カオルが痛みに小さく息を吸うと、フウカは「ほら」と眉を吊り上げた。
「やっぱり浅くないじゃないか、全く……痩せ我慢なんてするんじゃないよ。
……ところでウォル、あんたのそれ、何だい?」
ウォルが布包みを持ち上げる。
「明らかに変な魔獣だ。とりあえず団長に見せる。触るなよ。……マジで」
「触らないよ。……でもなんだかその、匂いが――」
フウカは鼻をひくつかせ、表情を固くした。
(フウカさん……気づく)
マナンの胸が、ぎゅっと締まる。
昨日の青白い光。

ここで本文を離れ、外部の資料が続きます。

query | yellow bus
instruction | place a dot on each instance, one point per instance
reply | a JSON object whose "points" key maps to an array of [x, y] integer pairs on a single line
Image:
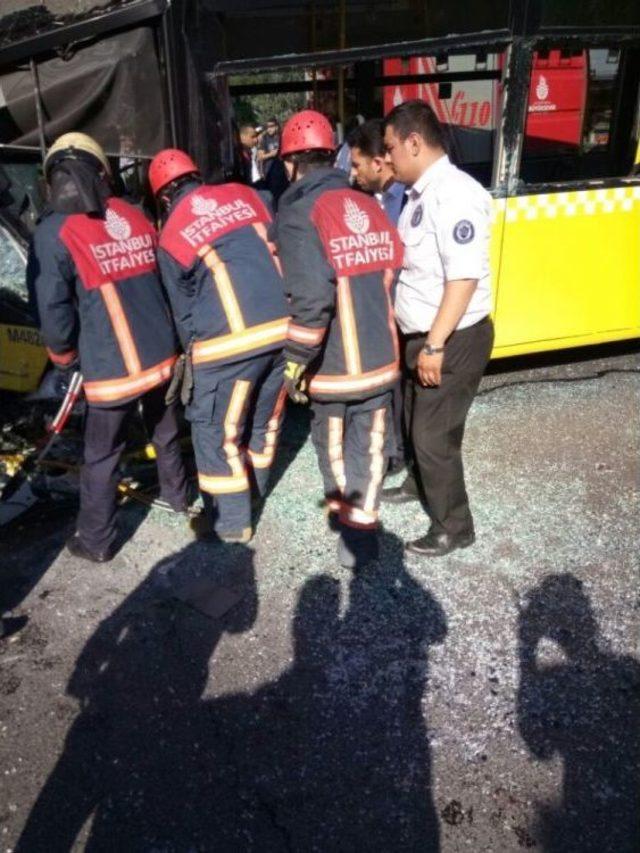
{"points": [[544, 112]]}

賢老の話。帳面。
フウカの中で“点”が繋がり始めている。
さらに――
「アレル!! アンタその腕!!」
フウカの声が跳ね上がった。
「えっ!? あ、あの、その……!」
アレルが一瞬固まる。
犬耳がぺたりと伏せ、しょげた空気だけが伝わる。
「……転んだのかい?」
フウカは一瞬で“言い逃れの道”を用意してくれた。
――問いかけに見せた、救いの縄。
アレルは、喉を鳴らして――その縄にしがみついた。
「……は、はい! えっと……転びました! 木の枝で……!」
「木の枝でここまでいくかい?」
フウカは目だけ笑っていない。
けれど、そこで追及はしなかった。
「とにかく、うちに来な。二人とも」
「でもフウカさん、僕たちはルクス団長へ報告を――」
カオルが言いかけると、フウカは手を振った。
「何言ってるんだい、報告はウォルが行けばいい。あんたは傷を塞ぐのが先だよ。
……試験前に倒れるのは、許さないよ」
「……はい」
カオルの返事が、少しだけ弱い。
彼の頭の中には、別の心配がある。
(……マナンさん)
カオルがちらりとマナンを見る。
マナンは何も言えない。
代わりに、いつもの元気な頷きを返した。
「大丈夫っす!」
そう言ってしまえば、しばらくは本当に大丈夫な気がした。
─────
フウカの家は、薬草と土と煮込みの匂いがする。
安心の匂い。
なのに今日は、その匂いの奥に薄い緊張が混じっていた。
フウカはまずカオルを座らせ、傷を洗い、薬草を擦り、丁寧に巻く。
手際が良すぎて、カオルが口を挟む隙がない。
「痛いかい」
「……少し」
「まったく……“少し”のときは、痛いんだよ。馬鹿だね」
「……はい」
カオルは素直に叱られる。
叱られるのに、目はずっと落ち着かない。
マナンの方へ意識が引っ張られている。
一方で、アレルは椅子の端でそわそわしていた。
腕の傷を隠そうとして、隠せず、結局は両手でぎゅっと押さえたまま。
「――アレル、こっちへ来な」
「は、はいっ!」
フウカが呼ぶと、アレルは跳ねるように立ち上がり、つまずきかけて、慌てて姿勢を正した。
フウカは黙って腕の包帯を解く。
傷は深いが、致命傷ではない。
ただ――噛み跡の縁が、少しだけ黒ずんでいる。
フウカの手が止まった。
「……これは」
アレルが息を止める。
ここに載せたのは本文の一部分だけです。